Auf französischer Seite gab es bereits erste Schnellverfahren und Urteile. So wurden zwei deutsche Staatsbürger am 06. April 2009 in Schnellverfahren, bei denen es keine Beweisaufnahme gab, jeweils zu sechs Monaten Haft ohne Bewährung und fünf Jahren Einreiseverbot verurteilt. Ein anderer Deutscher hat drei Monate auf Bewährung bei ebenfalls fünf Jahren Einreiseverbot nach Frankreich aufgebrummt bekommen. Gegen neun weitere Gefangene, die die Schnellverfahren abgelehnt haben, wird es in den nächsten Wochen Prozesse geben.

Die Rote Hilfe hofft weiterhin, dass das Kalkül der staatlichen Repressionsorgane, mit solchen drakonischen Maßnahmen die Einschüchterung für zukünftige Mobilisierungen zu verschärfen und permanent einen unerträglichen „rechtswidrigen Überwachungsdruck“ aufzubauen, der politisches Handeln lähmen soll, nicht aufgehen wird.

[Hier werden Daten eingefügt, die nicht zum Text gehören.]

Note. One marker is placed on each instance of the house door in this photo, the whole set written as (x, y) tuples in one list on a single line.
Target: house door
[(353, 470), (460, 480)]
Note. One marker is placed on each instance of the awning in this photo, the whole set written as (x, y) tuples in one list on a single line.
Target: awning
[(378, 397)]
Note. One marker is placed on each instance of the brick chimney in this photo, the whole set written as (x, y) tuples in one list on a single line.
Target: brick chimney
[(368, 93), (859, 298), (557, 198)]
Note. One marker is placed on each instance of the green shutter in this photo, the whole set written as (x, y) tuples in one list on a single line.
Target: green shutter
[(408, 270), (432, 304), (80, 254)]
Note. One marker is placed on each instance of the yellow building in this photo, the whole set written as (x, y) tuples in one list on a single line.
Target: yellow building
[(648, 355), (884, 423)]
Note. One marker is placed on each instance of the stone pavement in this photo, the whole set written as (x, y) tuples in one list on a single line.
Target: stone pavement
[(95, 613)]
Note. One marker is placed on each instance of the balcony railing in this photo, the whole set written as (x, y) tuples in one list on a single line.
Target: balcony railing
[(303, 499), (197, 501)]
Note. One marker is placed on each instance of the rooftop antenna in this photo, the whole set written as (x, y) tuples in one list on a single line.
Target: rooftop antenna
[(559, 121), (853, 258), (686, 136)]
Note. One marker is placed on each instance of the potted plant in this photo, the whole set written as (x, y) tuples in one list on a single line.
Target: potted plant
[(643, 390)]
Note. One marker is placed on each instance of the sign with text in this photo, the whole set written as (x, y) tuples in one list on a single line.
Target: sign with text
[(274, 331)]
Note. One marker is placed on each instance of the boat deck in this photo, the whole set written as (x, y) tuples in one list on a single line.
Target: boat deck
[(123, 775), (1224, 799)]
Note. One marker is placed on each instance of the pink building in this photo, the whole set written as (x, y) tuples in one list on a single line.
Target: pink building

Repressionstechnisch steht hinter diesem martialischen Vorgehen letztendlich die möglichst lückenlose Behinderung und Unterbindung von politischem Protest - Protest, der legitim ist in all seinen Ausdrucksformen.
Die Rote Hilfe wird alles in ihren Kräften Stehende tun, um dem Abbau des Demonstrationsrechts und der Versammlungsfreiheit und der Einschränkung der Bewegungsfreiheit etwas entgegenzusetzen.

Solidarität mit den verhafteten GenossInnen!